The O'Brien Column: Financial sector builds up its muscle for global markets
By Peter V O'Brien
The proposed merger of Commonwealth Bank of Australia (CBA) and Colonial was another move in the Australian financial sector's drive for increased size to achieve the appropriate asset mass and product diversification for effective participation in international markets.
Banks and other financial institutions around the world have produced merger deals that dwarfed the $A8 billion arrangement between CBA and Colonial but the latter was impressive by Australasian standards.
The issue of size was discussed in The National Business Review (August 28, 1998) in the context of the then rush of financial services' companies to acquire or merge with others.
It was noted National Mutual, for example, believed scale was an important element in going forward. The company would consider opportunities under the general heading of alliances, acquisitions and mergers.
That comment followed the failure of National Mutual and Lend Lease Corporation to merge their Australasian financial operations to create the largest non-bank financial institution in Australia.
The parties agreed to end discussions because they could not resolve issues related to the possible future ownership structure or management operating procedures.
Lend Lease went on to acquire several companies, the most recent including the Boston Financial Group, a US institutional real estate adviser, financial services group Godfrey Pembroke and 55% of Hong Kong-based CEF Life.
National Mutual expanded its business in Asia, particularly China, Singapore and the Philippines.
Colonial's report for the year ended December 31, 1999 referred to the company's acquisition of Trust Bank in Tasmania in November, acquisition of a majority share of National Bank of Fiji and a joint venture with China Life Insurance Company in Shanghai.

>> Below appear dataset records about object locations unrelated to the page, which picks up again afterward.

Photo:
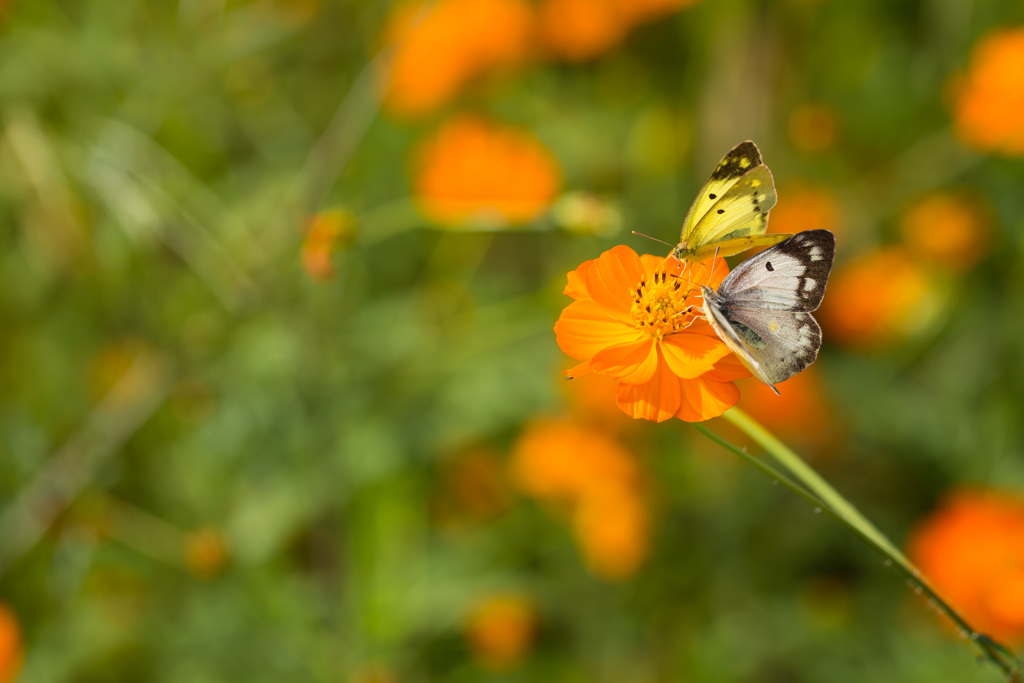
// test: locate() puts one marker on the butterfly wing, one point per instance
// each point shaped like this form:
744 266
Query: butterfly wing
791 275
734 246
762 308
781 342
737 338
733 203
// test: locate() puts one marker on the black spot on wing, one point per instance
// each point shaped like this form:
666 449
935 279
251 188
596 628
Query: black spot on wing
740 159
815 250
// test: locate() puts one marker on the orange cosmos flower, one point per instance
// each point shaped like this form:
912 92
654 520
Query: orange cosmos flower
206 552
560 460
472 170
474 486
633 318
802 413
442 45
579 30
875 299
328 231
11 649
600 484
948 228
611 523
972 549
988 111
501 630
812 129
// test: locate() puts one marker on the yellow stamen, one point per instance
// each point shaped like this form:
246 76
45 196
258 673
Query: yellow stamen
659 302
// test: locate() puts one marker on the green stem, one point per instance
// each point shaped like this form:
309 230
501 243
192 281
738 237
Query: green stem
811 486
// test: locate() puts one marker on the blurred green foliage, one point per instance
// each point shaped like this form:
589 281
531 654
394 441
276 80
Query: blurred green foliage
215 468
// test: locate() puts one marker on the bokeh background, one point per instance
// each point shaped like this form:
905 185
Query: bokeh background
280 397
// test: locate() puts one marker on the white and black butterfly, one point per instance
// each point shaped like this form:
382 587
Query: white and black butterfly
762 310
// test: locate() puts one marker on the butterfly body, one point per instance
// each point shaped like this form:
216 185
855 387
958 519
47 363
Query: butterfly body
730 213
762 310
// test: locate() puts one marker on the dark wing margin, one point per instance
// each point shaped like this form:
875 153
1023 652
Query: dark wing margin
740 159
816 250
791 340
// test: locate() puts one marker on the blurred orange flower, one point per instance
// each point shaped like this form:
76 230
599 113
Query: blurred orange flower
988 111
501 631
628 322
563 461
805 207
580 30
474 485
440 46
598 480
472 170
328 231
876 298
947 228
812 129
11 647
972 549
802 412
611 522
205 552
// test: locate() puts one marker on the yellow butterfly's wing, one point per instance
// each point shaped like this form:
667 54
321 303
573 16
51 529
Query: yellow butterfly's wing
736 245
734 203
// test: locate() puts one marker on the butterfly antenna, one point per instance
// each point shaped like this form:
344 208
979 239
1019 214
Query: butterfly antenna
654 239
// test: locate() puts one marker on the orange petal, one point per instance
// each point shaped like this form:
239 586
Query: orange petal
728 369
585 329
634 363
579 371
691 355
657 399
577 286
704 399
613 279
650 263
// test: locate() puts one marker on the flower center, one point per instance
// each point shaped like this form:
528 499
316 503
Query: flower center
658 303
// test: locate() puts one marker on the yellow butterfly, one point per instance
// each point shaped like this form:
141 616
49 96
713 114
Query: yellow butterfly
730 213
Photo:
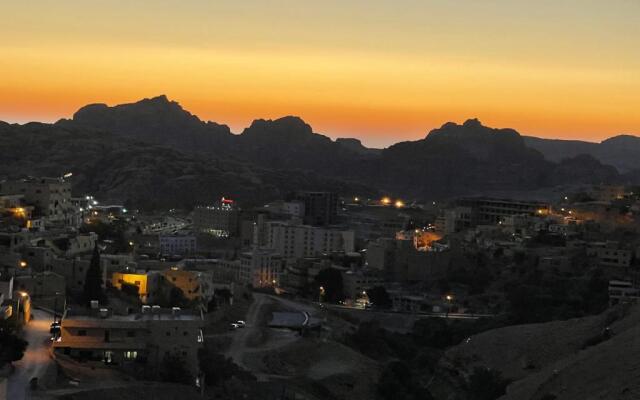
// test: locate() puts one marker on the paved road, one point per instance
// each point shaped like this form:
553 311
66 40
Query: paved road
417 314
240 345
36 358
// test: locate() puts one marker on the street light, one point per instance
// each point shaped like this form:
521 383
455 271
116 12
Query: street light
22 296
449 299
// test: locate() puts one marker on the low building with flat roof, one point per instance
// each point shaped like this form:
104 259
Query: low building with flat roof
137 341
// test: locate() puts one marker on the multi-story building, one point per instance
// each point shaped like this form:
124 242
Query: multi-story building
132 341
623 292
294 241
70 245
355 283
146 282
50 196
320 208
74 271
609 254
177 244
488 211
193 284
221 220
260 267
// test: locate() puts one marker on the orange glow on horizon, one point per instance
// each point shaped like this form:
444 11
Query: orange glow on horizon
389 75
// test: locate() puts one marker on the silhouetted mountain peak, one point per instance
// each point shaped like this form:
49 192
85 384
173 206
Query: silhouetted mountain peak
154 120
622 140
289 125
356 145
473 123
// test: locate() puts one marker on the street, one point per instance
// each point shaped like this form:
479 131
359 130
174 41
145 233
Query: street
36 358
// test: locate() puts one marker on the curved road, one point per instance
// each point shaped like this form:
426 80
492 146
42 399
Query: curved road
36 358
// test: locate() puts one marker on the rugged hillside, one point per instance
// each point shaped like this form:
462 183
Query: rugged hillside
472 158
155 120
555 360
282 143
145 175
450 161
621 151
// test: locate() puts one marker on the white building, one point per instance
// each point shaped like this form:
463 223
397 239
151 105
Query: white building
177 244
50 196
260 267
294 241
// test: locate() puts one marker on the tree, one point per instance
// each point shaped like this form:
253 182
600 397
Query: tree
11 346
93 280
330 279
379 297
174 369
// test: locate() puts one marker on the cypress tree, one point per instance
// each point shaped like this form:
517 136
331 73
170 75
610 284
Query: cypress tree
93 280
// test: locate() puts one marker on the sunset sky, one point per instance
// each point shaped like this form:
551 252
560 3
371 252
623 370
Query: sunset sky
382 71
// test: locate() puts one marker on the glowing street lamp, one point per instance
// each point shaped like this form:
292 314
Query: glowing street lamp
449 300
23 295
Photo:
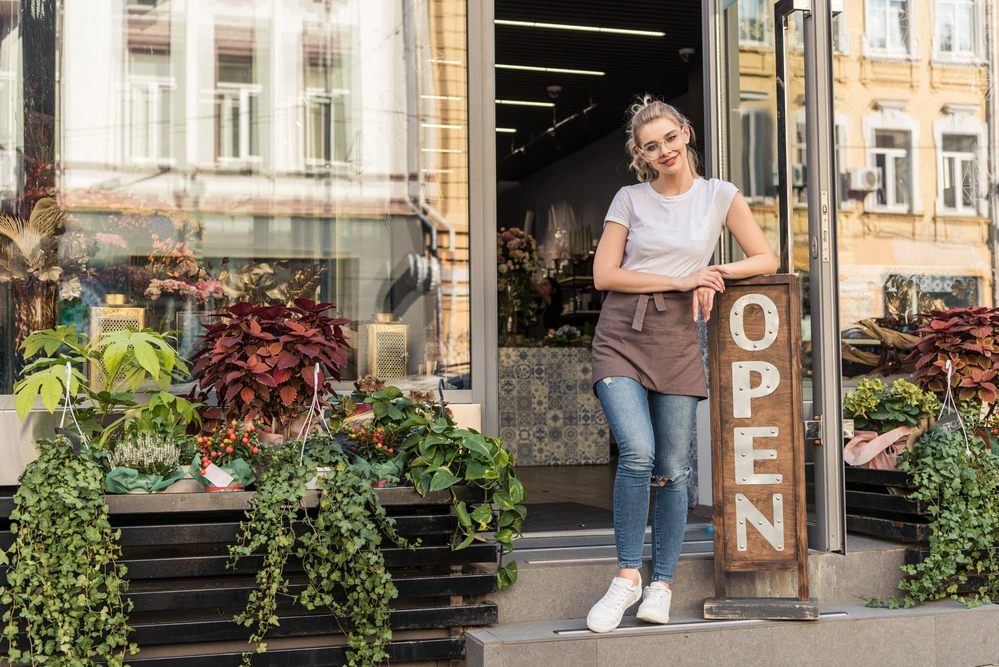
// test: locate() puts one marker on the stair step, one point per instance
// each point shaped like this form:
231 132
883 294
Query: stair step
558 584
938 634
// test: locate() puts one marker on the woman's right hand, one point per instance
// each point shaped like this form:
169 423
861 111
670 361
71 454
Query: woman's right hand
710 276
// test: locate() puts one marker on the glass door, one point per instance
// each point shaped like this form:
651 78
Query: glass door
773 107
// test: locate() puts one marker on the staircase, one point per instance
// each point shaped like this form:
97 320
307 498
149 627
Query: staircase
541 620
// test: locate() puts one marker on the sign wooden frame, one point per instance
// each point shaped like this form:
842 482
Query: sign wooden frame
757 445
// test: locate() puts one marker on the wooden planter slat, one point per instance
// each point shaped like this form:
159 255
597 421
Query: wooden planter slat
174 547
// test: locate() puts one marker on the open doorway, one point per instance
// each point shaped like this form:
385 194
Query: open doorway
566 72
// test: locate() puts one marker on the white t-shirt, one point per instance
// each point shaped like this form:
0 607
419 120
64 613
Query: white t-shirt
671 236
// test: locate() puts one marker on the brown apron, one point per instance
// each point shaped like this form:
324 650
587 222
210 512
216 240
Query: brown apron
651 338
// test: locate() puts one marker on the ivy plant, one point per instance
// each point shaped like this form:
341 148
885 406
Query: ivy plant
342 557
63 580
957 481
340 547
270 525
440 456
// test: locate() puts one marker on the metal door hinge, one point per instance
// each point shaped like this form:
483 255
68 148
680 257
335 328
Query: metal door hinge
813 430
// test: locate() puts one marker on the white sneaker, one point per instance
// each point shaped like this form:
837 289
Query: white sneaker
606 614
655 604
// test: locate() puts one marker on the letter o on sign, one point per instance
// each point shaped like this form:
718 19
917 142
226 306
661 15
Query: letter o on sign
770 318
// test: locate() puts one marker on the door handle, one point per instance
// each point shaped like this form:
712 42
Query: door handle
783 9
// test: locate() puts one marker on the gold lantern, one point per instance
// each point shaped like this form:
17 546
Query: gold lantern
114 315
383 348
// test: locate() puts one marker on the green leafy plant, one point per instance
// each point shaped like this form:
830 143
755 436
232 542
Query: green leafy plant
875 406
126 360
966 337
957 480
260 360
63 580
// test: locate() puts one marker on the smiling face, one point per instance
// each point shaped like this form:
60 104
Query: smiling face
663 144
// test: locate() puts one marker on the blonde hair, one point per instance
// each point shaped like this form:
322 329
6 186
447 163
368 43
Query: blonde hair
643 112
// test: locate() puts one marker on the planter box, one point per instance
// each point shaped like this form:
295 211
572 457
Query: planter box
174 544
876 505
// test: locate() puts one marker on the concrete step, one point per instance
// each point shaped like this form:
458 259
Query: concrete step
559 583
939 634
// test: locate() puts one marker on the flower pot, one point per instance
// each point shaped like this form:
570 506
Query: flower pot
223 489
186 484
313 483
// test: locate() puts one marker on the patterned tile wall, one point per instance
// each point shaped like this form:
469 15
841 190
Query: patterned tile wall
548 413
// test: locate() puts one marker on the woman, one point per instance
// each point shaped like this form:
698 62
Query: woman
549 311
653 259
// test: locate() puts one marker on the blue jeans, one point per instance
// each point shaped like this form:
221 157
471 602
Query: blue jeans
653 433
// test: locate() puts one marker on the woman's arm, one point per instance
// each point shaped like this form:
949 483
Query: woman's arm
608 274
760 258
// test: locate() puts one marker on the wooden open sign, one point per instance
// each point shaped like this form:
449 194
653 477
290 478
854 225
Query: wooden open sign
757 444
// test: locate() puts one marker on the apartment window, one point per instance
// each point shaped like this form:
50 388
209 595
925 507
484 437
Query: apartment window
754 22
151 91
892 155
888 26
958 173
757 154
237 111
325 114
954 24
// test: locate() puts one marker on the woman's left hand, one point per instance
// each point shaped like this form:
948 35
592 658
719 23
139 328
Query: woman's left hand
704 298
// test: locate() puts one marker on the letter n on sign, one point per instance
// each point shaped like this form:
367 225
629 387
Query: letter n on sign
757 444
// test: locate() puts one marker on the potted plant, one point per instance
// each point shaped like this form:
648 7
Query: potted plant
143 462
261 362
887 419
565 336
127 360
229 457
966 338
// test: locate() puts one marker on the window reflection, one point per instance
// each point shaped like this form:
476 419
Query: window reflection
254 151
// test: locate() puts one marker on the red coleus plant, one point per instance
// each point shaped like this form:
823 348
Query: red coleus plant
967 338
260 360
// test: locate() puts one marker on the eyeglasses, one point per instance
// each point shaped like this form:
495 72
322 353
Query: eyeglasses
653 149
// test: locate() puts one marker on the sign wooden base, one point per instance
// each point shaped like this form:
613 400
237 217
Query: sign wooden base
757 445
763 609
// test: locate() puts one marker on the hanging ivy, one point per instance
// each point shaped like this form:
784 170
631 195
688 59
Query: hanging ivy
64 584
957 481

The group's international funds management arm, Colonial First State Investments, acquired the Asian and UK business of fund manager Nicholas-Applegate and took a 50% holding in venture capital firm Hambro Grantham.
Colonial's preliminary report referred to the company as a "diverse financial services group with core businesses in insurance, retirement savings, banking and funds management."
It had a presence in 12 markets and employed more than 28,000 staff and distributors around the world.
Colonial's profit jumped to $A455 million, a 49% increase over the $A306 million earned in 1999.
Acquisitions had an effect on the total profit but earnings a share were 26% higher at 45.9Ac.
CBA's latest full-year profit was for the ended June 30, 1999, when the bank earned $A1.42 billion, down from the previous year's $A1.6 billion, with the main reasons for the decline being a reduction in gross interest margin, an increase in bad debt provision - with a consequent additional drop in net interest income - and a $A200 million cut in "other income."
The bank is Australia's largest home loan financier and, according to Australian broking analyses, has been a leader in on-line initiatives, although customer growth in that business has recently slowed.
Merrill Lynch Australia's January issue of Australian Quarterly Stock Market Review said CBA aimed to double the contribution mix of its insurance/asset management business from a current 12% of group profit within four years.
Apart from internal growth from the current structure, it should achieve the aim after the merger with Colonial.
The proposed issue of seven CBA shares for every 20 Colonial was roughly 1:3 and had a coincidental relationship to the companies' respective sizes and performances for the latest year.
CBA's net profit was 3.1 times that of Colonial's, earnings a share were 3.3 times higher and the share price the day before the announcement was 3.65 times that of Colonial's, although the latter's price had jumped on expectations a merger would eventuate, while the former's declined.
The coincidence was hardly remarkable, given the proposed merger was friendly and both companies would have assessed an appropriate offer for Colonial shareholders.
Assuming the merger is finalised, after shareholder and regulatory approval, the question is, what next?
There were stories out of Australia on Friday that AMP had turned down an offer from National Australia Bank reported to be worth more than $A20 billion.
National Mutual seems to be growing well on its own account, but, for the really big-time and in the wake of the Colonial/CBA deal, it could see sense in being allied with an Australian bank, subject to the global strategy of its French parent Axa.
Then we come to New Zealand's homegrown Tower. The company has grown rapidly since its switch from Government Life in 1990 and recent demutualisation but it is a big pond out there.
Tower probably benefited from its relatively small size when it set out on the growth path but the stage could be reached when internal growth was insufficient to compete globally against the international fish. The company's total assets at September 30 last year were $NZ5.9 billion, less than 10% - in $NZ terms - than Colonial's $A54.42 billion.
Small, or relatively small, may be beautiful, but the global financial system prefers muscle to curves.